Michael Moore

UPDATED 12/29/1997 at 01:00 AM EST Originally published 12/29/1997 at 01:00 AM EST

HIS CRUSADE BEGAN NOT WITH A BANG BUT with a hoarse whisper. Four years ago, Mississippi's attorney general took a phone call from an old law school buddy who was upset by the plight of a friend dying of smoking-related heart and lung disease. Michael Moore, 45, a Gulf Coast Catholic who had once considered becoming a priest, took action. Prompted by his pal's suggestion, Moore gathered 20 top lawyers, two world-class whistle-blowers and the attorneys general of 39 other states to join in a lawsuit to force the nation's cigarette makers to bear some of the cost of treating tobacco-related illnesses. Last June 20, in one of the biggest consumer rights coups since Ralph Nader sidelined the Chevrolet Corvair almost 30 years ago, the tobacco industry agreed to pay a staggering $368.5 billion to helpmates pay Medicaid.
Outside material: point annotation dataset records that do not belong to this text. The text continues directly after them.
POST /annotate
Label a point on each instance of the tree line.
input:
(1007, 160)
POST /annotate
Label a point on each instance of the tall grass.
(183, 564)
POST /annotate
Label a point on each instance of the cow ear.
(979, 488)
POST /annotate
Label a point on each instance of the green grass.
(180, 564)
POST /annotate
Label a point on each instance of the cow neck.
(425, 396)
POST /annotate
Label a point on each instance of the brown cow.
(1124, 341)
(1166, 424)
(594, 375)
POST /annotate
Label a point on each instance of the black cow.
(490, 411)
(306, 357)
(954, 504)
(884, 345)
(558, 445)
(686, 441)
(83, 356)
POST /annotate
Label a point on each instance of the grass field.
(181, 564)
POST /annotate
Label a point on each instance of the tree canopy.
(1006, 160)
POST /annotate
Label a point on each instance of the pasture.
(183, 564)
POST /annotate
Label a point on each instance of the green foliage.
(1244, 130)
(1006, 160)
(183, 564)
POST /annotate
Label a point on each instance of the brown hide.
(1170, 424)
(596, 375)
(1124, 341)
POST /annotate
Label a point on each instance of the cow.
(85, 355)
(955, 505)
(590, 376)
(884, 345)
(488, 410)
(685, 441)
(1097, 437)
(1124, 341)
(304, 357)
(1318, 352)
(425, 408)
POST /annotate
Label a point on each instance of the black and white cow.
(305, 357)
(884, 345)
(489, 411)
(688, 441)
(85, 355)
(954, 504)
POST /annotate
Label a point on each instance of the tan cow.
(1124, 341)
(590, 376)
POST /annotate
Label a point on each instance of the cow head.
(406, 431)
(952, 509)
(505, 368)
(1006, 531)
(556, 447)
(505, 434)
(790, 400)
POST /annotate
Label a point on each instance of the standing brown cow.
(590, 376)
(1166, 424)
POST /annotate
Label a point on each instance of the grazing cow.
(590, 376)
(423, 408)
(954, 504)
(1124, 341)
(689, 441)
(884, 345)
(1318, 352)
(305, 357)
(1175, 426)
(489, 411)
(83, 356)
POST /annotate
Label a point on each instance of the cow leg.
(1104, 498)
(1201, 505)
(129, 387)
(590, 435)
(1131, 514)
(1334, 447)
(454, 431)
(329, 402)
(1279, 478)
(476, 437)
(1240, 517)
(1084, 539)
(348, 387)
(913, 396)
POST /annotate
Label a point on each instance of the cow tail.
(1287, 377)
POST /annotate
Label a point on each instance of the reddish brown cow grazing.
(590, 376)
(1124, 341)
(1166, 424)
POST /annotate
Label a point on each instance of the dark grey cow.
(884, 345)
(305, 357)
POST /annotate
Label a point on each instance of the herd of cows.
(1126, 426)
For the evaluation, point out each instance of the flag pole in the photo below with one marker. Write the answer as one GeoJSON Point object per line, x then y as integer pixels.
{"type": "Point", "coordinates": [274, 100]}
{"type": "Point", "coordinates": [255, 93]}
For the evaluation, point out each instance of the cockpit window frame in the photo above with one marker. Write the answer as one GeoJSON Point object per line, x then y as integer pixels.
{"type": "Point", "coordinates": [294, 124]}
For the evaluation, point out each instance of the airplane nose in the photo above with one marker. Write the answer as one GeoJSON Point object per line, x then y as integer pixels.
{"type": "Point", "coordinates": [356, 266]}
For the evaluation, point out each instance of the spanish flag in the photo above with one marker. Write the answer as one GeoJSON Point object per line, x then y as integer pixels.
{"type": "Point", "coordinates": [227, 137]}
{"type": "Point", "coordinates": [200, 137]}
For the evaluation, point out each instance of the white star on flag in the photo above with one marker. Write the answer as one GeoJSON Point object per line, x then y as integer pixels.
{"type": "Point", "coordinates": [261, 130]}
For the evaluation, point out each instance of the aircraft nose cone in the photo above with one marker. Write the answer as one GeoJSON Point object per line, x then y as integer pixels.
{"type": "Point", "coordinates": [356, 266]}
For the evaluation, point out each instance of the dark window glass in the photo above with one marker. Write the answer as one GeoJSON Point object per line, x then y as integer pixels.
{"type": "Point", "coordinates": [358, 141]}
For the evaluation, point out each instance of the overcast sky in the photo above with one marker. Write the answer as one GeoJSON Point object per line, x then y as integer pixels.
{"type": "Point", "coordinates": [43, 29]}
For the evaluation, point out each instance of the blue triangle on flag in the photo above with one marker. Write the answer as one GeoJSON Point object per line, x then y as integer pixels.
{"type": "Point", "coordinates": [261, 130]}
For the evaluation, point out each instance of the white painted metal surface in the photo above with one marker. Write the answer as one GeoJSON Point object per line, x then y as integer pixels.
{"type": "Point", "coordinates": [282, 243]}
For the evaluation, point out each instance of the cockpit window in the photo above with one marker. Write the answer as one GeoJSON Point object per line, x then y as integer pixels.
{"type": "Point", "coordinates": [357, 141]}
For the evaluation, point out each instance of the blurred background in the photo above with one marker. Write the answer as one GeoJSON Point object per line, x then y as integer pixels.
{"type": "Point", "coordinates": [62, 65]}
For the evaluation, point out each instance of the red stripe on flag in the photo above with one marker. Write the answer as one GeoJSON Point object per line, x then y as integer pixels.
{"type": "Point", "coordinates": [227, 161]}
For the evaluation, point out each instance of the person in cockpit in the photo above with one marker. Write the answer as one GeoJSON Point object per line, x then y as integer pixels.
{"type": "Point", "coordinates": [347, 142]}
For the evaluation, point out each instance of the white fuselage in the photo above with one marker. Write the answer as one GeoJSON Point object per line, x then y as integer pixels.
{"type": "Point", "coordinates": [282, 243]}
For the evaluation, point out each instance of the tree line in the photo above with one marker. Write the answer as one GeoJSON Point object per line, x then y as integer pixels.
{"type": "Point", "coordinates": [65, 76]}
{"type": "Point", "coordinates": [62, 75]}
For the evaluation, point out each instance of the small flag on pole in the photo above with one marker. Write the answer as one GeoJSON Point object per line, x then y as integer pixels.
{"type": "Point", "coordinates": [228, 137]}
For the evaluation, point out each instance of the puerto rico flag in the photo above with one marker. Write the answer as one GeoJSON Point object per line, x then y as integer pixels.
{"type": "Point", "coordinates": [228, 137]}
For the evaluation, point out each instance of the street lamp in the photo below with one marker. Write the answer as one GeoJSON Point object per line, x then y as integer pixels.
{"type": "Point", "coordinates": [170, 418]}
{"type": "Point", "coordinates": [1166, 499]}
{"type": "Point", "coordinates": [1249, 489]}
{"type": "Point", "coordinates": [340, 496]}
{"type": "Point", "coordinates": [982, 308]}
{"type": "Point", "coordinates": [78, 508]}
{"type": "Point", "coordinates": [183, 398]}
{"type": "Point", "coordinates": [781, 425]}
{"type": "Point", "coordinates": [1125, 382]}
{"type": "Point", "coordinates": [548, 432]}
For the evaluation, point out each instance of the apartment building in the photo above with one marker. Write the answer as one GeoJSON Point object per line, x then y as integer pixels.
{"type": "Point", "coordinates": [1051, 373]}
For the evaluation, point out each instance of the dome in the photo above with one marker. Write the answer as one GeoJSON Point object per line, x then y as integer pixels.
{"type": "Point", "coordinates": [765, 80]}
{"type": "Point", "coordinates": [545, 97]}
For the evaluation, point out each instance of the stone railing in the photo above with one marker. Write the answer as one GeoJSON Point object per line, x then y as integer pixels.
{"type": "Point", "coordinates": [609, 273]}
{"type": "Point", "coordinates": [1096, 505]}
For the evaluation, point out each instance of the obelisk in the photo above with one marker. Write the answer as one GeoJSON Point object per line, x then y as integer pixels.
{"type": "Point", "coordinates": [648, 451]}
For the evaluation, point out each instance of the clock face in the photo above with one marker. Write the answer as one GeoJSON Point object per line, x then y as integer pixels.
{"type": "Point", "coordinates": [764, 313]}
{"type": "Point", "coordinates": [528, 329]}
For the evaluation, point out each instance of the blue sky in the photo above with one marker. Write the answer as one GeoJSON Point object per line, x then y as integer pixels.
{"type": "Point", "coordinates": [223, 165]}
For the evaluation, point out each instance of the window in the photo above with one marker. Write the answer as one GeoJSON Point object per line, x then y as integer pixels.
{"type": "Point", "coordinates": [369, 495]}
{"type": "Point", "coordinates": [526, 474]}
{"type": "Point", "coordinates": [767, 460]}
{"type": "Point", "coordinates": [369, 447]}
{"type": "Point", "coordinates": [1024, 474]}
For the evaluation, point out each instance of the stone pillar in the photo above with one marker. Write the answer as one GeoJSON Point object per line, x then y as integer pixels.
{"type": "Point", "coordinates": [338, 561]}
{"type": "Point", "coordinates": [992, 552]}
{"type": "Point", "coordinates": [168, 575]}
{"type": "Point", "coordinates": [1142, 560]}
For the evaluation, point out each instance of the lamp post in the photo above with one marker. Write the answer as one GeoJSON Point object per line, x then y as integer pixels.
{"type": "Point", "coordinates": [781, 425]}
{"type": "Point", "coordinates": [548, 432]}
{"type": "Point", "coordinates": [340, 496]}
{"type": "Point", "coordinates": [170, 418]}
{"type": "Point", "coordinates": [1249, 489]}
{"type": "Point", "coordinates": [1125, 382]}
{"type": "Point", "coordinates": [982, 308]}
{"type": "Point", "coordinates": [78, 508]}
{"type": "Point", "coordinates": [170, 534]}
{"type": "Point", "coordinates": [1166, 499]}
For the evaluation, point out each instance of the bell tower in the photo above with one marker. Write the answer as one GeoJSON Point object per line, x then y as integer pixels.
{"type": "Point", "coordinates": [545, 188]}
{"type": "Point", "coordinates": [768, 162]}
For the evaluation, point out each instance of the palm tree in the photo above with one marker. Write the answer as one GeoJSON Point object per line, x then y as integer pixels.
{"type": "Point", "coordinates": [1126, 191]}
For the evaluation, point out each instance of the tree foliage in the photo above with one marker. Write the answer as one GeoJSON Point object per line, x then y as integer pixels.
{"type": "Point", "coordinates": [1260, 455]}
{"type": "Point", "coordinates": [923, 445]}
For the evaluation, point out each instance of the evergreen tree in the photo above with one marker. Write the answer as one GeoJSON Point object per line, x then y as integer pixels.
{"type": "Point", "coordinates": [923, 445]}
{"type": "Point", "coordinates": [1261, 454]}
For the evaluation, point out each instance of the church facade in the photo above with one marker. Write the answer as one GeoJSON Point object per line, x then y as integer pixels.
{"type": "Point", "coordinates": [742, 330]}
Although Congress hasn't yet approved the deal (some critics argue that it's not big enough), Moore, a conservative Democrat, already wears the aura of a political winner in Jackson—where he lives with his wife, Letitia, a homemaker, and son Kyle, 10—and beyond. "I think his motive was to aspire to higher office," Joe Colingo, a cigarette industry lawyer who tangled with Moore and lost, recently told the Los Angeles Times. For his part, Moore claims that he's content merely to be on the side of right. "We've been guided in this thing," he says. "We had some help from above."